Nearly a year after earthquakes, residents of Turkey’s southeastern provinces still struggle to access basic necessities 

A child crosses a water ditch under the rain to reach tents set up to home displaced people following two massive earthquakes in February in Adıyaman, southeastern Turkey on March 25, 2023. (Photo by BULENT KILIC / AFP)

Eleven months after two devastating earthquakes hit Turkey’s southeastern provinces, grassroots workers said people living in the region were still struggling with a lack of electricity and housing and other infrastructural problems, Voice of America (VoA) Turkish service reported

Magnitude 7.8 and 7.5 earthquakes affected 11 provinces in the country’s south and southeast on February 6, killing more than 50,000 people and leaving millions homeless. Hatay province was the most affected by the disaster, and many areas are still waiting to be cleared of rubble and debris. 

Coming together in the city center, grassroot representatives called on the authorities to attend to the problems that are negatively affecting Hatay residents. Ece Dogru, who works for an association that focuses on earthquake victims, said as the first anniversary of the disaster approaches, victims were still struggling to access healthcare, housing, electricity, clean water, public transport and education for their children. 

“Although 11 months have passed, the people of Hatay are still struggling on an everyday basis,” said Ekrem Deveci, who founded an association to support victims. “We still have restricted access to clean water, electricity and housing. School buildings are still damaged, and our children are being schooled in containers. How are they supposed to compete with their peers in national examinations?”

Grassroots worker Ekrem Reyhanlı complained about the negligence of authorities. “The earthquakes were a natural disaster, but the real disaster is the complete negligence of authorities. They have not put in the effort to make the city habitable. Furthermore, people are still living in tent cities that are prone to floods every time it rains. Our children are scared.”

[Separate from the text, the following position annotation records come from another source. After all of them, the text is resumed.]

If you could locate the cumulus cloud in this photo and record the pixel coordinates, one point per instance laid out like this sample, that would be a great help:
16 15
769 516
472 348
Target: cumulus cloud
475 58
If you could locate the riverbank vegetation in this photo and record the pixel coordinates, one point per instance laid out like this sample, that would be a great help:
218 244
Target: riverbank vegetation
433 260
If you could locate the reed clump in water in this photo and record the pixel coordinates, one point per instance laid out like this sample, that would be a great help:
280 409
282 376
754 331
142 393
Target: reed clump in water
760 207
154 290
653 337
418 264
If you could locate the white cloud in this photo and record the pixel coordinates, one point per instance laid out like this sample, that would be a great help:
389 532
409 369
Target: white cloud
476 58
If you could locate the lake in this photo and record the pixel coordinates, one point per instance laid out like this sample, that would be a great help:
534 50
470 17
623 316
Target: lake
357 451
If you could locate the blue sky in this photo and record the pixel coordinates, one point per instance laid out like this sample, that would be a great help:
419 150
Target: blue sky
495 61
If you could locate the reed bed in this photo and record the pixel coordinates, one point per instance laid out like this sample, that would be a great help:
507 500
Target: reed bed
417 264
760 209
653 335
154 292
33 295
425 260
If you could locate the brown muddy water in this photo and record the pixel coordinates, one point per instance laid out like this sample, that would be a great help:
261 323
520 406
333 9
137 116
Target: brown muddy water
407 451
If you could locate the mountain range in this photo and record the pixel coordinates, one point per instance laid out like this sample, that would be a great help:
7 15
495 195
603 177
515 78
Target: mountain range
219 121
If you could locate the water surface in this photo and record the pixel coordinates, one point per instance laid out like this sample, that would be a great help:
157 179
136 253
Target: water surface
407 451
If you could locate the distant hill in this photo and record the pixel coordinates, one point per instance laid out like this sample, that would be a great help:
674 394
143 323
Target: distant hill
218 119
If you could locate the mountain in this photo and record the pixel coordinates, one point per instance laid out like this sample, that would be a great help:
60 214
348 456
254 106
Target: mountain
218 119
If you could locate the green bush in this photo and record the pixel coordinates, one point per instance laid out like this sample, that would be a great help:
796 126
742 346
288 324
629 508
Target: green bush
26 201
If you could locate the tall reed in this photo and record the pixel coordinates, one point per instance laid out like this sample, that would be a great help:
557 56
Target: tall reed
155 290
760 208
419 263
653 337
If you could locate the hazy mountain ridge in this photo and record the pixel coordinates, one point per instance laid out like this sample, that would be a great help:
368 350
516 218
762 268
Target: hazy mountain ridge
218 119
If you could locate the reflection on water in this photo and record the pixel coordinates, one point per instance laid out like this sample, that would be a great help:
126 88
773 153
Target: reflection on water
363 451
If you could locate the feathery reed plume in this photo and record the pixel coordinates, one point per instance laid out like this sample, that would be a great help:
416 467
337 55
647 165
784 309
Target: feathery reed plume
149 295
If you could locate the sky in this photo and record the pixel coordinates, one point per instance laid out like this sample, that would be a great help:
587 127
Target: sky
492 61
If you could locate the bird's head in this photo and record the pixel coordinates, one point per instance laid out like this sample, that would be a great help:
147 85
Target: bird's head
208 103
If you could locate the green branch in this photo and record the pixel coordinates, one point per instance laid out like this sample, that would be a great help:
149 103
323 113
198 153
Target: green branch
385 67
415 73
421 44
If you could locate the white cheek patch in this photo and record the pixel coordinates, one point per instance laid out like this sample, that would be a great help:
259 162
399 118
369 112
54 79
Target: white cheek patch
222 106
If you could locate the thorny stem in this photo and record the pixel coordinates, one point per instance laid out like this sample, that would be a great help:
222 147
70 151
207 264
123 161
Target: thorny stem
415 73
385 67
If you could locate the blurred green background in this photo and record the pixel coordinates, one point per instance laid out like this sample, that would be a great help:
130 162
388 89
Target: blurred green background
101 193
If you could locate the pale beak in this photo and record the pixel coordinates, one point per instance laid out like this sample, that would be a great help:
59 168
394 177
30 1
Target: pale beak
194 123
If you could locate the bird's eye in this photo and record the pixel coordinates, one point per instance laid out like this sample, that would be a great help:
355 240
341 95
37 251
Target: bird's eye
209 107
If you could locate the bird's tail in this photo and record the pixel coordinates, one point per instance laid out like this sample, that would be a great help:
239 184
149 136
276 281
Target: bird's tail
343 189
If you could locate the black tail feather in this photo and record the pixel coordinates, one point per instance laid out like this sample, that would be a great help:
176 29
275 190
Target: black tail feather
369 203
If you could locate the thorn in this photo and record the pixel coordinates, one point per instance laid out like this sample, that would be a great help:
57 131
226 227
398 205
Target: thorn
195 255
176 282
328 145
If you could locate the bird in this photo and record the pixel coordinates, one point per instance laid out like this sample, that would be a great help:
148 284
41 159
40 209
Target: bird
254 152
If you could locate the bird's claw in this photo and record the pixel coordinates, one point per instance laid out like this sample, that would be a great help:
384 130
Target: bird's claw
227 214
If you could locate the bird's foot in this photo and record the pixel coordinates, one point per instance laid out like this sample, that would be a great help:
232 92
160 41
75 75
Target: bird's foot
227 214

Turkey’s most powerful earthquake in almost 100 years, which struck near the city of Gaziantep in the early hours of February 6, has so far claimed the lives of more than 50,000 people in Turkey in addition to injuring more than 100,000. Close to 220,000 disaster victims have been evacuated from the region to date, according to the latest official figures.

After the quakes, social media users complained about the lack of basic necessities, such as water, blankets and tents as well as medical supplies. Months after the disaster, victims still had trouble accessing these necessities.